Concert Review: Warren Zevon (Valentine’s, Albany, New York, March 12, 2000)

“Doors at 8 PM, show at 8:30.”

Yeah, right. Anyone who spends much time in Clubland knows that you can generally tack an extra hour onto such scheduled times and still hit the club before your favorite artist even thinks about taking the stage. Unfortunately, however, most of Warren Zevon’s older, harder-drinking, cynical fans didn’t seem to recognize that verity Sunday, since they started getting surly and aggressive about the usual delays long before I would have reached the outrage stage. But what was the big deal, really? At least the folks at Valentine’s let you stand in the bar, right? And with only two artists on the bill, you were still gonna be home by midnight, weren’t you? And, yes, it was crowded, but if you’d done what the staff asked and moved to the back, you would have been much more comfortable, now, wouldn’t you have been?

But, no, you didn’t want to listen to the staff, since you were too busy blaming them for the delays and shoving each other around in your rush to be the first ones upstairs. Well, guess what? The delays weren’t the staff’s fault. The blame belongs instead to your man Warren Zevon himself. First, he was having the monitors moved from their overhead racks to the stage floor. Then he was getting a lock put on the lady’s room so you couldn’t use it. Then he was having his hired help telling the staff (and the music critic) not to make eye contact with him before the show. Then he was making emergency phone calls when his electronic keep-my-voice-in-pitch box wasn’t working properly. Then he was sulking in the green room, which also needed a new lock.

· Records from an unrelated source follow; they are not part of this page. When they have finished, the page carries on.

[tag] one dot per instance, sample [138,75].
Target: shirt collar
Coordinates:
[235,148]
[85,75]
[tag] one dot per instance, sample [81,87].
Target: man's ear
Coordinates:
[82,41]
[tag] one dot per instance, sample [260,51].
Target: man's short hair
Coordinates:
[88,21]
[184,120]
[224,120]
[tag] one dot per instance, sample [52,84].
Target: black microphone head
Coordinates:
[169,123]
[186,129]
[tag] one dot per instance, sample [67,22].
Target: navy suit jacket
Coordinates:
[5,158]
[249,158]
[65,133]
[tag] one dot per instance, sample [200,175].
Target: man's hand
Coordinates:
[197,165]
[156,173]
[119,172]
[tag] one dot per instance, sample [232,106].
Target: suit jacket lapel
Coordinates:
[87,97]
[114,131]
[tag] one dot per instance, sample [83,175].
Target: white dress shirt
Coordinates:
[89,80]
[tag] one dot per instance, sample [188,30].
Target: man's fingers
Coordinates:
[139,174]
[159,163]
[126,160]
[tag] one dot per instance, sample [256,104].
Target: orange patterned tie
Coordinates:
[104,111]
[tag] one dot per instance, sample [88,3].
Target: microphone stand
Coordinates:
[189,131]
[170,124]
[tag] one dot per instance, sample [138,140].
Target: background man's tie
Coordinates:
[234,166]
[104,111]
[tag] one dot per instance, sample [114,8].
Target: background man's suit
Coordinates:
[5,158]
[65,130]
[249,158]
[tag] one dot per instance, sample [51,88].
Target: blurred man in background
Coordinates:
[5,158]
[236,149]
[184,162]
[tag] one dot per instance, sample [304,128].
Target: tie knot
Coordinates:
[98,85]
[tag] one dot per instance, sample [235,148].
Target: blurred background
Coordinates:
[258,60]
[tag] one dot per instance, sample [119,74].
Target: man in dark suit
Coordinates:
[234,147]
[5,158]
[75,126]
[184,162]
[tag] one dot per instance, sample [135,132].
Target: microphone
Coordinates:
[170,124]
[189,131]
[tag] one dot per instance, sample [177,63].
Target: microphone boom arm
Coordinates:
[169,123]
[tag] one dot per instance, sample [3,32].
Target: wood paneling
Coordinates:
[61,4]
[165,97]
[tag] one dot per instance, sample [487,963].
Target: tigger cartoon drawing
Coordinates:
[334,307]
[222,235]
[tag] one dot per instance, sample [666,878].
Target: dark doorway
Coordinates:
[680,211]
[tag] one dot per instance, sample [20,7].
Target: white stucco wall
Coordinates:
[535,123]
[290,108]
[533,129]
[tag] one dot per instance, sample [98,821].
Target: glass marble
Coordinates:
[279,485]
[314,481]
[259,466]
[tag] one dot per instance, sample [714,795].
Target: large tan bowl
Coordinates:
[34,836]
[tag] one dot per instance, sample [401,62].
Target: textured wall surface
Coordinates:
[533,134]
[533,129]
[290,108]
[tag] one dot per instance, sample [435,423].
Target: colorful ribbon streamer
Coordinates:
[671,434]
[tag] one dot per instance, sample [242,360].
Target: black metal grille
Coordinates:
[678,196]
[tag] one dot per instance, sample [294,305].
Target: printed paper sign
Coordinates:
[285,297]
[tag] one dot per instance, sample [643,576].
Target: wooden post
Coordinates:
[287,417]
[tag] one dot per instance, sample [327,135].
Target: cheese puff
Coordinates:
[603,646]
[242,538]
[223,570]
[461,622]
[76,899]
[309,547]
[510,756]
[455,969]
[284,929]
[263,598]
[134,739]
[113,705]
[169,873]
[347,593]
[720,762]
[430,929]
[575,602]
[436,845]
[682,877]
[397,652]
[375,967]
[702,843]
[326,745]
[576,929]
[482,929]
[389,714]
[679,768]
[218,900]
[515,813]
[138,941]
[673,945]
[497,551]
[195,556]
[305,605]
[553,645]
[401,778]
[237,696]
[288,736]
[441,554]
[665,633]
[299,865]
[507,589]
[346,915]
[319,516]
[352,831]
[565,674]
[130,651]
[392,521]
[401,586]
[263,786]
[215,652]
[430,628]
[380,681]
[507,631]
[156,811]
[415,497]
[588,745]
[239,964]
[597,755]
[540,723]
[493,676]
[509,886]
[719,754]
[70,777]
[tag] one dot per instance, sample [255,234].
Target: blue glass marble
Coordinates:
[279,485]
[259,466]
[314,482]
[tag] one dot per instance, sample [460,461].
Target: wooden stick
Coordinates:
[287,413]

So all of you owe the staff at Valentine’s an apology, and I’m recommending they don’t let you back in until they get it. Although I’d like you to take care of that fast please, since, uh, if Zevon does want to come back to Valentine’s, I want to be there with all of your bad selves again — seeing as how your man did offer one helluva set, despite himself. As did opener Mike Errico, whose approach mixed sweet singing, smart tunes and an innovative guitar attack that used handslaps, harmonics and electronics to create a halo of sound around the singer’s songs. Very nice!

The Zevonites were polite throughout Errico’s set — but just barely. Finally, however, their hardscrabble hero took the stage, looking lucid, balanced and, dare I say it, buff. And what’s this world coming to when “Mr. Bad Example” himself is hitting the weights, huh? I dunno, although I did like hearing Zevon sing that song, all by his lonesome with an acoustic guitar. In fact, I liked all of his songs that way, except for the ones that he played on the piano, but I liked them that way, too.

Zevon’s loser’s-eye-view tales came across so much more authentically on Sunday, stripped of the glossy Waddy-Wachtel-flavored Cali-lite stylings that neutralize several of his otherwise potent studio albums. He played those old faves, of course — “Werewolves of London,” “Poor, Poor Pitiful Me,” “Lawyers, Guns and Money” and the like — but the evening’s best material may have actually been the group of songs culled from his brand new disc, Life’ll Kill Ya. “I Was in the House When the House Burned Down,” “Porcelain Monkey,” “Hostage-O” and (best of all) “My Shit’s Fucked Up” were such monster tunes that they simply lit up the room, the evening, the town (didja notice?), despite Zevon’s modest baritone, despite his humble guitar skills, despite the fact that he’s a crank who attracts cranky fans. Like me.